A Look at The Olympics Throughout The Years

Tony Jimenez

Project Theme

My project is about The Olympics throughout the years. The narrative I am trying to show is how the Olympics have changed and what exactly is different. Overall, I want to look at the change in history with the olympics and how each country is unique and has their own strengths.

I also will be looking at Medals for each country.

Visualizations

\

Data encodings

Since there are three different visualizations embedded here I will talk about each one. The first Visualization is the choropleth map, The colors are encoded by the best medal the team has earned throug each year. I took the data and did some processing to get the best medal for each country and each year. I looked for each country, and looked at all the athletes for specific years and returned the highest of the medals. This Visualization tells you about the best Medal earned from each country in a specific year.

The second Visualization is a bar chart. This is encoded on the x axis by year, and the y axis by number of records. This data is filtered to only show the Gold medal counts for the year 1996-2016. I looked at each country and then each athlete for specific years and returned the number of gold medals.

The third Visualization is a Pie chart. This is encoded by each piece of the pie being the number of records for each type of medal. It does not work properly and only shows the data for the U.S. right now. This is also only for the 1996-2016 years and is done pretty much the same as the last visualization only it returns the nubmer of each medal.

Interaction

The interaction with this visualization is that you can hover over each country to see an outline of it and the name of the country.

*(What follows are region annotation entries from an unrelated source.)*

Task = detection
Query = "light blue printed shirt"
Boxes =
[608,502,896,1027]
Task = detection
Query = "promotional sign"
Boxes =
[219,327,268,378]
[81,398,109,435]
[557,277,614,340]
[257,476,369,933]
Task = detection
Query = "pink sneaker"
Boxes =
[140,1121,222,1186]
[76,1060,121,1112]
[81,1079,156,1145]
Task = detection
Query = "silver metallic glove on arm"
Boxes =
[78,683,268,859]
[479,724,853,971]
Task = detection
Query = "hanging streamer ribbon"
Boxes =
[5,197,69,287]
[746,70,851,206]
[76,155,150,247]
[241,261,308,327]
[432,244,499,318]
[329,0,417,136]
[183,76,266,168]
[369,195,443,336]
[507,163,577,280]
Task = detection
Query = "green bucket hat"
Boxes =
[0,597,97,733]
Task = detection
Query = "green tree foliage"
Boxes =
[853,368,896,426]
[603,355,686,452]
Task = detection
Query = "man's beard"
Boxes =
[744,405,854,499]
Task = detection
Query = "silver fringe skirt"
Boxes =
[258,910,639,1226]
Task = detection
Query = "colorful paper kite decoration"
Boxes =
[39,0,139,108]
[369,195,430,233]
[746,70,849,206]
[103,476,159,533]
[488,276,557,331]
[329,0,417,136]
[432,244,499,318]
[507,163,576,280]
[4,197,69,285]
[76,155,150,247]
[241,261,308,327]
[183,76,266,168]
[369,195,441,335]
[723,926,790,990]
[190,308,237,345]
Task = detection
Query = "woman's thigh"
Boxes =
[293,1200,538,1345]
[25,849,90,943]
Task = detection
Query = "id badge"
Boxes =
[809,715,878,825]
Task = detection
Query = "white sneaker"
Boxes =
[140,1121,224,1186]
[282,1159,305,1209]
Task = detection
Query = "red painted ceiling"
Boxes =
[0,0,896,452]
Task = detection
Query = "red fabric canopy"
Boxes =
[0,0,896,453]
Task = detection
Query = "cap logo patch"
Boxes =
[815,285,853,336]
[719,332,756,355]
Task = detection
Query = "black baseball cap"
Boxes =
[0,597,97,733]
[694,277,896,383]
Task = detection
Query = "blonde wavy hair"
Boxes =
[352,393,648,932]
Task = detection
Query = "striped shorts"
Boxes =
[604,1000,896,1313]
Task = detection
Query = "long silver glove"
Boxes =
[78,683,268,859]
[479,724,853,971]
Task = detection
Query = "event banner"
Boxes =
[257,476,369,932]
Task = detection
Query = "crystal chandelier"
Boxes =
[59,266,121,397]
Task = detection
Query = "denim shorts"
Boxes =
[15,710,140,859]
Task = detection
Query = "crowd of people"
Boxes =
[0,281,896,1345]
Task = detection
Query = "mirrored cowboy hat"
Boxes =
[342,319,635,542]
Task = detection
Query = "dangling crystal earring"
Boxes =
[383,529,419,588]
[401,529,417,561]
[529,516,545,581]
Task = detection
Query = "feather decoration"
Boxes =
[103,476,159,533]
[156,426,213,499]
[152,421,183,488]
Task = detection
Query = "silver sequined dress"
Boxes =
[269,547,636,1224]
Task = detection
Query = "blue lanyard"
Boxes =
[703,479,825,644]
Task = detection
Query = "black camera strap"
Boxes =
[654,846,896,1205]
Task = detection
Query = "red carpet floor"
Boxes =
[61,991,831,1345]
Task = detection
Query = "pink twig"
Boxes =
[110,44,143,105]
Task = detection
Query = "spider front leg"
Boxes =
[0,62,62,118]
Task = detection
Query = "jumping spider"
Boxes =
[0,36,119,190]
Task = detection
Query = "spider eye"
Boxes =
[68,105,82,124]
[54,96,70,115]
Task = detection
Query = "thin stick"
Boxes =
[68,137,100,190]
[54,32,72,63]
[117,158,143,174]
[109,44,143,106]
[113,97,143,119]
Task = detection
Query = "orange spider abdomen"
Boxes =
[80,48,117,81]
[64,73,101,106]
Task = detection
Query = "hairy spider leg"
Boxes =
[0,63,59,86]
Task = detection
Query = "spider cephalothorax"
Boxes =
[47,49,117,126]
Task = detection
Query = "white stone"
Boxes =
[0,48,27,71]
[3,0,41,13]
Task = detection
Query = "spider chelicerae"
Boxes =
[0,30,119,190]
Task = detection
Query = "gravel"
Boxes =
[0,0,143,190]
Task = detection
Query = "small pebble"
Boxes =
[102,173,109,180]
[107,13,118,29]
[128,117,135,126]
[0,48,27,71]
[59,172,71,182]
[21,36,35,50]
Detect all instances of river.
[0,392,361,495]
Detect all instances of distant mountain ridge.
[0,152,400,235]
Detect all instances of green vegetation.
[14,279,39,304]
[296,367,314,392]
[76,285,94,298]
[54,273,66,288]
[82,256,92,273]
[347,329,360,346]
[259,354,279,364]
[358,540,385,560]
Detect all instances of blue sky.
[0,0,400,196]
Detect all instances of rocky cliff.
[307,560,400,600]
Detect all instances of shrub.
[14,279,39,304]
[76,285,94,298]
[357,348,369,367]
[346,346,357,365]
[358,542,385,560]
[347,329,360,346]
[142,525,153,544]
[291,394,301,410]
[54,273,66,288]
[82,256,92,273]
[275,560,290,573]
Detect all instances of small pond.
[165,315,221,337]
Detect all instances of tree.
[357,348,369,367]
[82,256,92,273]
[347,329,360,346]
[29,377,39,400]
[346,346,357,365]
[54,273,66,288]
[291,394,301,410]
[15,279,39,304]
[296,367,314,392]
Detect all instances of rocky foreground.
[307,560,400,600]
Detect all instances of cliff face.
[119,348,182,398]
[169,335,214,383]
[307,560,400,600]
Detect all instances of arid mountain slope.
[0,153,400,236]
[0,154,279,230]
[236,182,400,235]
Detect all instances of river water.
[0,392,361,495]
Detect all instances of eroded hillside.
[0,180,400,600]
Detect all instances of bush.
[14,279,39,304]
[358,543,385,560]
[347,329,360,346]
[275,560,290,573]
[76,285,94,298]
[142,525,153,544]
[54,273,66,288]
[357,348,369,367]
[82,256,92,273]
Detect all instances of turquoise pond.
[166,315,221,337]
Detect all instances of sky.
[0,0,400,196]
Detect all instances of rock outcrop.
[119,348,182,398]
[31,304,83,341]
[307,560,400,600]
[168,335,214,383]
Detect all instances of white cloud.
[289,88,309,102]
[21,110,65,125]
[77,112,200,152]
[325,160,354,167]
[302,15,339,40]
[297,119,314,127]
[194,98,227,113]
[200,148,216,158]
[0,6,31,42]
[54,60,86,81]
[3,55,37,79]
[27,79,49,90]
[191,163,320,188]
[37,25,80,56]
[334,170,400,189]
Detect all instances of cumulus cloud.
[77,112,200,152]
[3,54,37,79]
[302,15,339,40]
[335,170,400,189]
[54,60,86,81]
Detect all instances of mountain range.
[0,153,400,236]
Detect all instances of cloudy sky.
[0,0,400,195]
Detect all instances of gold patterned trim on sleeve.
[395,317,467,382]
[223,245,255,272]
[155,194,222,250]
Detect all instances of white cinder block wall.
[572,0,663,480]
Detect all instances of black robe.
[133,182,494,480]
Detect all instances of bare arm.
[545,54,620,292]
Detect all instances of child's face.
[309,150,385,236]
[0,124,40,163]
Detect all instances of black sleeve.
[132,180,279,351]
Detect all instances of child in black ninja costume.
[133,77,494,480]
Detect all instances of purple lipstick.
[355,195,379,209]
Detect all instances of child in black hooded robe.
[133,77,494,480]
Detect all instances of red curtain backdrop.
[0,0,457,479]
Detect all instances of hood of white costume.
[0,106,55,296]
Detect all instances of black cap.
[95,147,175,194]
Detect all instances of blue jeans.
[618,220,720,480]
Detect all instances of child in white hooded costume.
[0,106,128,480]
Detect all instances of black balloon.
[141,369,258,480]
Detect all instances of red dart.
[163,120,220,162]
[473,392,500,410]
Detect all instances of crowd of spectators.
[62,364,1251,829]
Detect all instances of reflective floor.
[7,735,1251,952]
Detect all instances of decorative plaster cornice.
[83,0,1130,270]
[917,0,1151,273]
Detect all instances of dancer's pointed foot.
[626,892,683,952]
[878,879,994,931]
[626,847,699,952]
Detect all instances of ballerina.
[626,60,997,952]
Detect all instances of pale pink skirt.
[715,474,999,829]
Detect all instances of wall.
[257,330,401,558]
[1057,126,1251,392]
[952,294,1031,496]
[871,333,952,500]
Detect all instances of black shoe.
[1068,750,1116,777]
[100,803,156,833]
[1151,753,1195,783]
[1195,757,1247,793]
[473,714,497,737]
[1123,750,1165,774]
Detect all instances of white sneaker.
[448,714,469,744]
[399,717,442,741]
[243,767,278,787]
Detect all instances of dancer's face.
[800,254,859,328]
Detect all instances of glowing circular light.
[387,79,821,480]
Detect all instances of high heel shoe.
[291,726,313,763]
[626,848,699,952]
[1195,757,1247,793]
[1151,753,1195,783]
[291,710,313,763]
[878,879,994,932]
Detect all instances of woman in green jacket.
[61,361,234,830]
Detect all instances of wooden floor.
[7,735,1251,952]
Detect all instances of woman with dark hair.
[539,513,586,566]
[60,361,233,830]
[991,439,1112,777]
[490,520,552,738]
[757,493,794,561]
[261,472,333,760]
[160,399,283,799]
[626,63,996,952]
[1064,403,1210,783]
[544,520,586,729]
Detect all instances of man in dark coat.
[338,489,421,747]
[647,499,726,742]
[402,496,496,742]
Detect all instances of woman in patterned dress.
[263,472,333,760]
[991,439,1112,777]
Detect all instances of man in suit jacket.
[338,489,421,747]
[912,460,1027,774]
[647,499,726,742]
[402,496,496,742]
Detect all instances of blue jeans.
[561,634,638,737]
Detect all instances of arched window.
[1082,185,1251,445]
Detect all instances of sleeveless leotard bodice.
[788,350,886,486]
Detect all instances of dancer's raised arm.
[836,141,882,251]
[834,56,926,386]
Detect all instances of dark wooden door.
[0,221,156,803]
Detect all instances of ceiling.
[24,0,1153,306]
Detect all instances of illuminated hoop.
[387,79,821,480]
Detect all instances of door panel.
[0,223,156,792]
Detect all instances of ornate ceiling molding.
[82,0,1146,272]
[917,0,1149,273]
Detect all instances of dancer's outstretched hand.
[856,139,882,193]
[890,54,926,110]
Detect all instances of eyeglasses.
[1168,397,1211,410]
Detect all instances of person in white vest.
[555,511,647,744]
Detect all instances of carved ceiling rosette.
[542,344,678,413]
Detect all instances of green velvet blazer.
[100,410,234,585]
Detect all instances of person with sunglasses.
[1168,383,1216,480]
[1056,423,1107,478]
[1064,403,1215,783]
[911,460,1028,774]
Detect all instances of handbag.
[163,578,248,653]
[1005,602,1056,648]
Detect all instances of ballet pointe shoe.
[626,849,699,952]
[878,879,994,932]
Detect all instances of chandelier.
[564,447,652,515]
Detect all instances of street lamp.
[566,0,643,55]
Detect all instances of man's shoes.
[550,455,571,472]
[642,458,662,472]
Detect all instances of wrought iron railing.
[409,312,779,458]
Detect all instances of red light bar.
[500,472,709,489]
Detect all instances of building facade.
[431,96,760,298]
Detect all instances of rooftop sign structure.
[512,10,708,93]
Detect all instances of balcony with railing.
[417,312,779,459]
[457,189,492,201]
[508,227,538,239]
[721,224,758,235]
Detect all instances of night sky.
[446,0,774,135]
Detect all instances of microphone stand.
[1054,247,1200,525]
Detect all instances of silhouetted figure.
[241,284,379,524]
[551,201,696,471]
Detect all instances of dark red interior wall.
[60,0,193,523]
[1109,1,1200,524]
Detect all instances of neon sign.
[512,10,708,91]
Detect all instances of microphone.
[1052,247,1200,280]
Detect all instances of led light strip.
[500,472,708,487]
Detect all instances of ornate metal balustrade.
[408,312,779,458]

You can also use the slider at the bottom of the page to change the year you are looking at. If you click on a country it will show you some visualizations on it. I implemented a text area for each country which shows some stats for their entire lifetime to give perspective to the other data. I also create a bar chart for 10 of the countries with the most data. These countries are the U.S., Great Britain, Grance, Germany, Italy, China, Australia, Sweden, Russia, and Canada. A pie chart is also created and you can hover over it to get an outline of the slice and to see the exact number of records.

Findings

I will talk about my biggest finding which was pretty much the difference in medals and countries through the winter and summer Olympics. As you can see through the bar chart, you see dips every 2 years which is because less athletes participate in the winter Olympics and also when you change the year with the slider, you can see that a lot more countries do not have medals earned. This is caused because some countries don't send their athletes to the winter Olympics.

Feedback

I have included the original prototypes and the original goals I had to give perspective on my original ideas.

Prototype 1: Static Image

Goals

The Goal for this prototype is to implement it in D3. Right now I am using Datawrapper to create the prototype but it is a bit restrictive in some areas and implementing in d3 will make it a lot better. I want people to see the countries that have Olympic medals. The overall narrative that I am trying to present at this point is the difference in countries throughout the Olympics. I will be going through different measures like the amount of medals earned, people sent every year, and even age. I will try to connect all of this with the narrative of countries.

Planned Interactivity

This prototype already has some interactivity like zooming/panning, tooltips, and hovering. I will pretty much try to add all of this into my visualization and expand on it quite a bit. The tooltips right now only show the name of the country but I want to add how many medals the country has, the medal count of each tier (Gold, Silver, Bronze) and the win percentage. I think this is a good amount of interactivity and will be good. I might add filtering of countries based on medal tiers but I'm not too sure if it adds much.

Data encodings

This is a Choropleth map of the world, where the color and category of each country is encoded as the highest medal earned from each country from 1960-2018. The country receives a "None" if they have not won a medal during this period.

Prototype 2: Beta Release

Prototype 2: Beta Release(Bigger)

Goals

The Goal for this prototype is to implement it in D3. This one is pretty simple and getting interactivity working would not be too difficult. I have created the prototype with Tableau but the legend did not come out very nice and it was a bit difficult to get certain age groups to come together. It also just doesn't look good and I would like to change the legend in d3. I want people to see the age differences in certain sports. I will try to paint a certain picture of how there are certain ages that are more common and how often they show up in their specific sport.

Planned Interactivity

The planned interactivity I have for this is hovering to get some details on demand, this will give you some details like the amount of records there are for that stacked bar. I also would like the ability to sort by color and other aspects. Filtering out some bars and only giving you a specific color would be good too.

Data encodings

This is a stacked bar chart of that plots number of records and sport, The color represents a specific age range. The data is from 1960-2018. I decided to put 40+ all together as there are not very many athletes in the 40+ range, and you can tell from the graph.

Feedback Received

The most important piece of feedback I received for the alpha was the Lie factor being big(I scored low on this in the feedback exercise) and not processing my data correctly. In the picture you can see that there are some countries that are classified as not having any medals, but when you search for those countries, they do indeed have medals. This was because the naming of countries was really off. I went in and fixed a lot of that so that every country has the right name and the data gets bound correctly. So, the lie factor seems to be gone now. I also was told that filtering by year could be good so I implemented that. The feedback for the beta prototype was that I should be able to filter bars and fix the issues with size.

Feedback changes

First off, the beta prototype was not implemented. I decided on this because after the feedback exercise, I thought that it would be too awkward to have my entire project focus on medals earned, but then have a visualization that looks at the ages of the athletes.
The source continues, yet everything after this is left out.